We will perform sensitivity analyses by excluding studies at high risk of bias as well as study reported as preprint. We will also run the analyses using the number of participants analysed, instead of those randomized, and by incorporating uncertainty in our missing outcome data assumptions (Chaimani 2018; Mavridis 2015; White 2008).

Summary of findings and assessment of the certainty of the evidence

To evaluate the confidence in the results of the pairwise comparisons for the critical outcomes, we will rely on the GRADE approach (Schünemann 2019). We will prepare 'Summary of findings' tables to present estimated relative and absolute risks. Two review authors will independently grade the overall certainty of the evidence for each outcome using the GRADE classifications (GRADEpro GDT). We will include the critical outcomes in the 'Summary of findings' tables.

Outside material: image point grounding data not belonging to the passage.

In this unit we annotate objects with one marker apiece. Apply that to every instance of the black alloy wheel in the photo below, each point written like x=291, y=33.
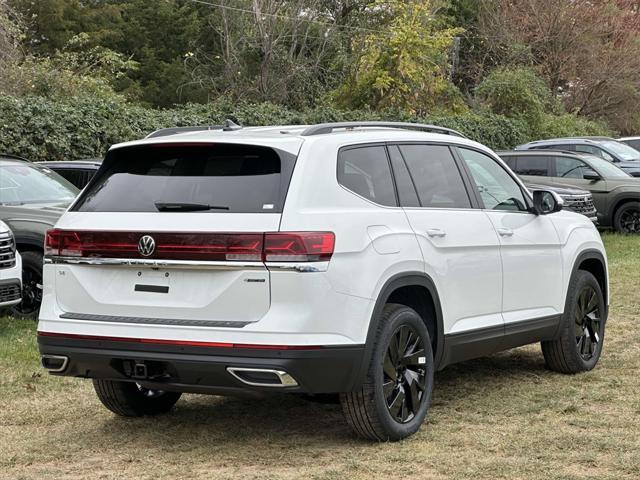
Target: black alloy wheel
x=588, y=319
x=580, y=340
x=394, y=399
x=404, y=374
x=627, y=218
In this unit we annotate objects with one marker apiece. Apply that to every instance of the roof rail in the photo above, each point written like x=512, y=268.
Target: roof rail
x=323, y=128
x=10, y=156
x=227, y=126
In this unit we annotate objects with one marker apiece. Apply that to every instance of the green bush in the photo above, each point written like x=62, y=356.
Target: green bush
x=84, y=127
x=515, y=92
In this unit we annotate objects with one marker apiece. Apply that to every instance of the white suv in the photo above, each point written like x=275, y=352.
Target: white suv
x=352, y=259
x=10, y=269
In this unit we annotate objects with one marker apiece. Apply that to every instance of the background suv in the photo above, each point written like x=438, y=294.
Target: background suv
x=615, y=193
x=633, y=142
x=10, y=269
x=575, y=199
x=609, y=149
x=78, y=172
x=351, y=259
x=32, y=198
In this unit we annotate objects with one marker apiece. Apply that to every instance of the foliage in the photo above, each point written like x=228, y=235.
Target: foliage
x=515, y=92
x=404, y=66
x=77, y=68
x=10, y=50
x=41, y=128
x=587, y=52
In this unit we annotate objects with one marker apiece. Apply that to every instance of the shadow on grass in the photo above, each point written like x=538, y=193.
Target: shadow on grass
x=274, y=420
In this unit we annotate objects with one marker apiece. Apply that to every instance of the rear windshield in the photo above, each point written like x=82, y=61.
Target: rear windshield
x=219, y=178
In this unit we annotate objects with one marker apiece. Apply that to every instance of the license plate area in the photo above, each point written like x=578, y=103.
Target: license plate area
x=152, y=281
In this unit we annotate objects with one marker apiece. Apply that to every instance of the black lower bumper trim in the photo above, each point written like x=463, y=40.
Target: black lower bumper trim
x=204, y=370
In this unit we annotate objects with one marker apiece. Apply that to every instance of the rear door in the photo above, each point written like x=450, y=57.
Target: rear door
x=529, y=243
x=173, y=234
x=459, y=245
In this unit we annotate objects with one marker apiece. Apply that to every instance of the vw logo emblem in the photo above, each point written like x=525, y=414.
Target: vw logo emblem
x=146, y=245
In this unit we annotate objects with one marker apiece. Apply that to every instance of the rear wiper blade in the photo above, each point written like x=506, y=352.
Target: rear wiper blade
x=186, y=207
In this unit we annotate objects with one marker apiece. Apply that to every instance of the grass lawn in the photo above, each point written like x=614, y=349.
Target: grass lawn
x=504, y=416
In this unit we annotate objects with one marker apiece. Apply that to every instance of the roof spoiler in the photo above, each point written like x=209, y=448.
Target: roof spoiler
x=227, y=126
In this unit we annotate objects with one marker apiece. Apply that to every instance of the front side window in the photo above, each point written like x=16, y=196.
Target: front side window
x=436, y=176
x=365, y=171
x=498, y=190
x=536, y=165
x=569, y=167
x=24, y=183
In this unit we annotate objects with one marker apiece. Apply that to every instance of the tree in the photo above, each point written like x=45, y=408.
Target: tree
x=282, y=51
x=403, y=64
x=588, y=52
x=10, y=51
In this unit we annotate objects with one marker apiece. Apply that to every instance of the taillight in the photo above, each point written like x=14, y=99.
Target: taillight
x=298, y=246
x=270, y=247
x=63, y=243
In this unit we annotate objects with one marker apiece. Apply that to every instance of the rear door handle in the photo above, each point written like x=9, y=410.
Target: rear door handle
x=436, y=232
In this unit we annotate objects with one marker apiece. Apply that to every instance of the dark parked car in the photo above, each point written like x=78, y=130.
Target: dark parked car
x=609, y=149
x=633, y=142
x=575, y=199
x=615, y=193
x=78, y=172
x=32, y=197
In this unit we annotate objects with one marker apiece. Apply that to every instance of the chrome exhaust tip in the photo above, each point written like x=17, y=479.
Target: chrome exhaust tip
x=54, y=363
x=263, y=377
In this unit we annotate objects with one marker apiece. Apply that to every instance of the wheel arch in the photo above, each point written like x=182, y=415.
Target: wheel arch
x=407, y=289
x=593, y=261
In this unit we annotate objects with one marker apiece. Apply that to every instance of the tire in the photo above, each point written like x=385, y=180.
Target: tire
x=371, y=411
x=582, y=328
x=128, y=399
x=29, y=308
x=627, y=218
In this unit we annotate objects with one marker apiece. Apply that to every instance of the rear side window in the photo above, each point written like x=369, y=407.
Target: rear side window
x=597, y=151
x=406, y=188
x=366, y=171
x=567, y=167
x=199, y=178
x=436, y=176
x=533, y=165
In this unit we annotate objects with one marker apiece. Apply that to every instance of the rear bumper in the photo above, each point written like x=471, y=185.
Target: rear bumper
x=199, y=369
x=10, y=291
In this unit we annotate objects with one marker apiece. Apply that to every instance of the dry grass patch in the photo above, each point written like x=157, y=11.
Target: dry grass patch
x=504, y=416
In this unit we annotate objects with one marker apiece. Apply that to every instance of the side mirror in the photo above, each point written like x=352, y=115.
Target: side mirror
x=546, y=202
x=591, y=175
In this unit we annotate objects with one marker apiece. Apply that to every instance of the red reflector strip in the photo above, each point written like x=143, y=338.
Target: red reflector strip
x=179, y=342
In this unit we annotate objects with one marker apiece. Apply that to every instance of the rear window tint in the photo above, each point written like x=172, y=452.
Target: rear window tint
x=226, y=177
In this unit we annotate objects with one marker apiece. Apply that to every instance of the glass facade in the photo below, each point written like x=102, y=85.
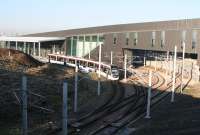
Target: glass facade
x=162, y=38
x=153, y=39
x=194, y=39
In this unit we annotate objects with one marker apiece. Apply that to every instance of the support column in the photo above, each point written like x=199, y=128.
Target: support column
x=76, y=88
x=39, y=49
x=166, y=67
x=72, y=41
x=183, y=65
x=8, y=44
x=77, y=47
x=111, y=57
x=90, y=46
x=99, y=75
x=24, y=49
x=28, y=48
x=24, y=106
x=149, y=97
x=174, y=74
x=16, y=47
x=34, y=49
x=125, y=63
x=65, y=98
x=83, y=53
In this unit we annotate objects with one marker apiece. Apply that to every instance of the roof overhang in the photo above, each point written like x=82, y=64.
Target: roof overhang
x=31, y=39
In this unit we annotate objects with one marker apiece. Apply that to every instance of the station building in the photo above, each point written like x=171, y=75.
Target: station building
x=138, y=39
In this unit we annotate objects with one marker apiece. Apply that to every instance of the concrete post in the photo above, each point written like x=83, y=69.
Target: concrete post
x=34, y=54
x=83, y=53
x=65, y=96
x=71, y=48
x=90, y=47
x=166, y=72
x=155, y=63
x=24, y=49
x=39, y=49
x=149, y=97
x=111, y=58
x=99, y=75
x=125, y=63
x=174, y=74
x=182, y=69
x=16, y=48
x=8, y=44
x=28, y=48
x=24, y=106
x=76, y=88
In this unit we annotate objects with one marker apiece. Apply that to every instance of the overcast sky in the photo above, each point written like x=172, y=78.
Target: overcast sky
x=30, y=16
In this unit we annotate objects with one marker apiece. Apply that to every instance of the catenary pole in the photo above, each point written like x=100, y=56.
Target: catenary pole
x=174, y=74
x=182, y=69
x=99, y=74
x=24, y=105
x=149, y=97
x=76, y=88
x=111, y=58
x=65, y=96
x=125, y=66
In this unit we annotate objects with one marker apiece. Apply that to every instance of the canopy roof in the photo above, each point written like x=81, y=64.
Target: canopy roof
x=31, y=39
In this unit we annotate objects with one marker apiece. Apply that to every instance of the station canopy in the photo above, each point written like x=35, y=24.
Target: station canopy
x=30, y=39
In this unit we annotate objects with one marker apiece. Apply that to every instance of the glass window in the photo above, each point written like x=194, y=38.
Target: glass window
x=127, y=38
x=135, y=38
x=153, y=41
x=115, y=39
x=183, y=37
x=162, y=38
x=194, y=39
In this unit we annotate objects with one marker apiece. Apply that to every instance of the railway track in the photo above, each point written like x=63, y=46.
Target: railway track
x=132, y=114
x=119, y=111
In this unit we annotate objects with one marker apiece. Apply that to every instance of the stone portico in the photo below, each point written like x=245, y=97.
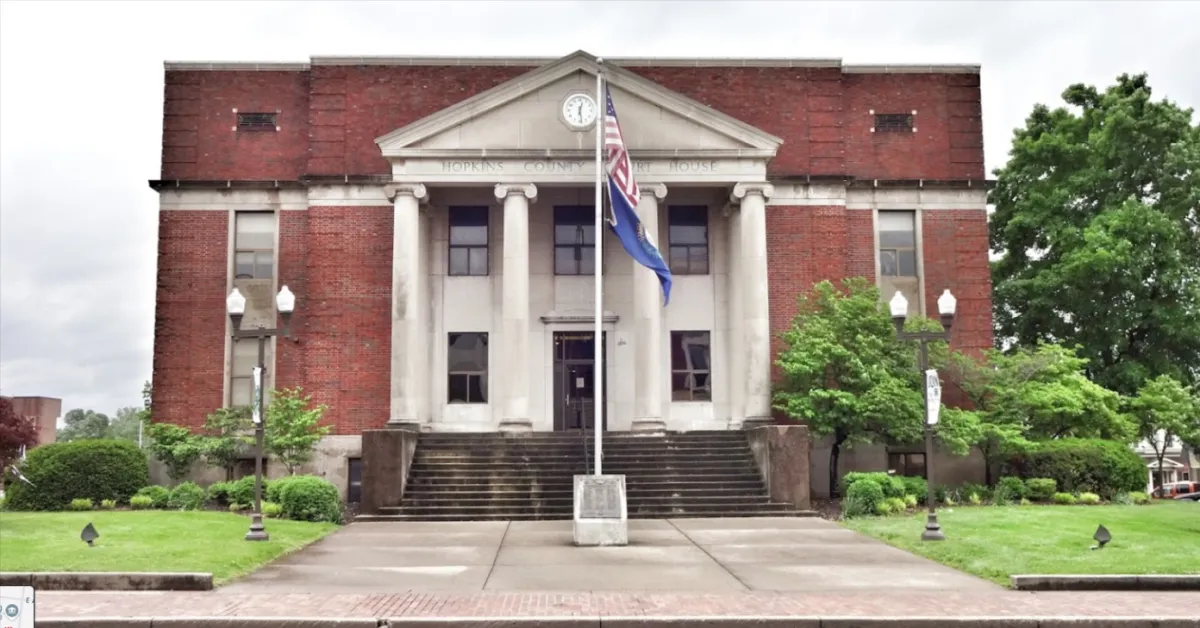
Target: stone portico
x=509, y=151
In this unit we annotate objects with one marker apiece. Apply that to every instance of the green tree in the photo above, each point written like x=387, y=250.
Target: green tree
x=226, y=432
x=175, y=447
x=1164, y=411
x=1098, y=223
x=82, y=424
x=846, y=375
x=292, y=430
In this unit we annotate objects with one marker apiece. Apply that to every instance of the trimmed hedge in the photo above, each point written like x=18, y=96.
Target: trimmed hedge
x=89, y=470
x=1081, y=465
x=311, y=498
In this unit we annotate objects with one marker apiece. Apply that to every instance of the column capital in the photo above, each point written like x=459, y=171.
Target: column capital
x=417, y=191
x=507, y=190
x=745, y=189
x=658, y=191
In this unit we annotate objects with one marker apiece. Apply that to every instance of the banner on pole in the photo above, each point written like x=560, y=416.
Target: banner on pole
x=933, y=396
x=257, y=405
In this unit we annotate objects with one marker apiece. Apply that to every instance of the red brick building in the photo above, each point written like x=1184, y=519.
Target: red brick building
x=420, y=208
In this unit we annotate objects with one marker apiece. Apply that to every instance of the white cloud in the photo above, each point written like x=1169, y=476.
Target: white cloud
x=81, y=114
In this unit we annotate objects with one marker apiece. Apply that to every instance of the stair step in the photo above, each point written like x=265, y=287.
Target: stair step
x=569, y=501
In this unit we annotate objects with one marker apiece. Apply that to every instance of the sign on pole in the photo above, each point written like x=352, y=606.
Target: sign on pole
x=257, y=406
x=933, y=396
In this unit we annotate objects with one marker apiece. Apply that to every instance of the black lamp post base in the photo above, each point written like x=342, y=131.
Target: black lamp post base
x=257, y=531
x=933, y=531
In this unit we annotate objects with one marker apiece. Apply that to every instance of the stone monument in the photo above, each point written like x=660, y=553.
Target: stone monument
x=600, y=510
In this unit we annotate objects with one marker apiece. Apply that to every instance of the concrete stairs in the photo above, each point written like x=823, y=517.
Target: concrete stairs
x=479, y=477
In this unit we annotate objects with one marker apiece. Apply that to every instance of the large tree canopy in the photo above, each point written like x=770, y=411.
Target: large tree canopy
x=1098, y=223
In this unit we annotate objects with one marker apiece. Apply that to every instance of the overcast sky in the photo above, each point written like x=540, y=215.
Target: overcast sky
x=82, y=89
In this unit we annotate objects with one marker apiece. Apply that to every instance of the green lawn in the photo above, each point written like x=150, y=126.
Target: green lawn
x=997, y=542
x=147, y=540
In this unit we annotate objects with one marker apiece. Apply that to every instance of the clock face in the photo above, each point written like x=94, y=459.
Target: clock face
x=580, y=111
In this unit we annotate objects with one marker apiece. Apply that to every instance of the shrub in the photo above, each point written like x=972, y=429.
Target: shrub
x=274, y=492
x=892, y=485
x=159, y=495
x=1063, y=498
x=219, y=492
x=187, y=496
x=1041, y=489
x=96, y=470
x=863, y=497
x=243, y=491
x=916, y=488
x=1009, y=489
x=311, y=498
x=1081, y=465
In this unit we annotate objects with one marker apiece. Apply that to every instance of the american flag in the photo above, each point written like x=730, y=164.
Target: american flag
x=621, y=168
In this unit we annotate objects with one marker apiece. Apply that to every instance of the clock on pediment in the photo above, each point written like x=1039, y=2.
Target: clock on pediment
x=579, y=111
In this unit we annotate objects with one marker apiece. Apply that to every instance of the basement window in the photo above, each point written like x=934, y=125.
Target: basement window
x=256, y=121
x=894, y=123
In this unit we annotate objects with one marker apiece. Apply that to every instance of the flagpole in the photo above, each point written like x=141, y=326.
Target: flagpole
x=598, y=341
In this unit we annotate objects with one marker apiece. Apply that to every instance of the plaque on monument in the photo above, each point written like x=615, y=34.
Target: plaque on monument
x=600, y=498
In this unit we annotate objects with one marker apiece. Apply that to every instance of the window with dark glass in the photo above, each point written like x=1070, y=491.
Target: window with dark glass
x=354, y=480
x=467, y=364
x=253, y=245
x=898, y=244
x=910, y=465
x=690, y=366
x=574, y=240
x=893, y=123
x=468, y=240
x=688, y=240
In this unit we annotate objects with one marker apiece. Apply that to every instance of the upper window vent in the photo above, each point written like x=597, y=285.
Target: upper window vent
x=256, y=120
x=894, y=123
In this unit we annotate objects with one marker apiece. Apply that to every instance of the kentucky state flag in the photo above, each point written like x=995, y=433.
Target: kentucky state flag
x=623, y=196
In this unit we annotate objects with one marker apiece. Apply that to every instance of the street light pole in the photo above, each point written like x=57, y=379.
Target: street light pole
x=235, y=305
x=946, y=305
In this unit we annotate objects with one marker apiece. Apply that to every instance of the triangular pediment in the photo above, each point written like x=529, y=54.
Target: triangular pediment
x=523, y=115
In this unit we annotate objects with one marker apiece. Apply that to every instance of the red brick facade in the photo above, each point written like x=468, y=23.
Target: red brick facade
x=337, y=259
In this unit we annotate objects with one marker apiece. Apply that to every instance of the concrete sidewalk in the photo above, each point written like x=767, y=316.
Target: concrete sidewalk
x=693, y=555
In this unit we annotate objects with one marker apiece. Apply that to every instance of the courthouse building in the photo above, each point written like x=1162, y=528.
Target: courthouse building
x=435, y=219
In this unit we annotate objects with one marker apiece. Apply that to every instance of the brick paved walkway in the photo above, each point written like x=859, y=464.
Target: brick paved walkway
x=61, y=605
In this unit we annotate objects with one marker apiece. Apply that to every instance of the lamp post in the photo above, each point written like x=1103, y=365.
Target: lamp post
x=899, y=306
x=235, y=305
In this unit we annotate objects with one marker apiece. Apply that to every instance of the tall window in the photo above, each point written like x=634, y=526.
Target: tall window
x=688, y=239
x=467, y=365
x=468, y=240
x=690, y=366
x=898, y=257
x=574, y=240
x=255, y=245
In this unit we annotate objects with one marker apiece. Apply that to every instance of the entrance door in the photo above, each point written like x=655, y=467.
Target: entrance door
x=575, y=381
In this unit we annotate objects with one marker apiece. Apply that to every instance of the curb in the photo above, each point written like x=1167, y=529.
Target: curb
x=108, y=580
x=624, y=622
x=1105, y=582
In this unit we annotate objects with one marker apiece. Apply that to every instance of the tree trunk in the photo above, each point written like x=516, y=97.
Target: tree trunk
x=833, y=464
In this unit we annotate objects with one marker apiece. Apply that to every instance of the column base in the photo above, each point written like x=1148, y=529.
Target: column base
x=649, y=426
x=516, y=426
x=750, y=423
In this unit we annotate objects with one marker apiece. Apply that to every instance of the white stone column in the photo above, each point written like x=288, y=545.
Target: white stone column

To evaluate the confidence in the NMA for the critical outcomes, we will use the CINeMA tool that considers the following domains: within‐study bias, across‐studies bias, indirectness, imprecision, heterogeneity and incoherence (CiNeMA 2017, Nikolakopoulou 2019). For within‐study bias and indirectness, CINeMA calculates the contribution of each study in each network estimate and combines these contributions with the study‐specific evaluations (low, moderate, high) to rate the relative effect for each comparison in the network. The domains of imprecision, heterogeneity and incoherence use a pre‐specified clinically important size of effect to specify the margin of clinical equivalence between two interventions.

Given that knowledge in the field is still limited, pre‐defining a clinically important size of effect is not straightforward. Therefore, we will follow a conservative approach and make our judgements based on the statistical difference between two interventions. However, as more evidence becomes available we will attempt to also use clinically important effect sizes to assess the robustness of our judgements.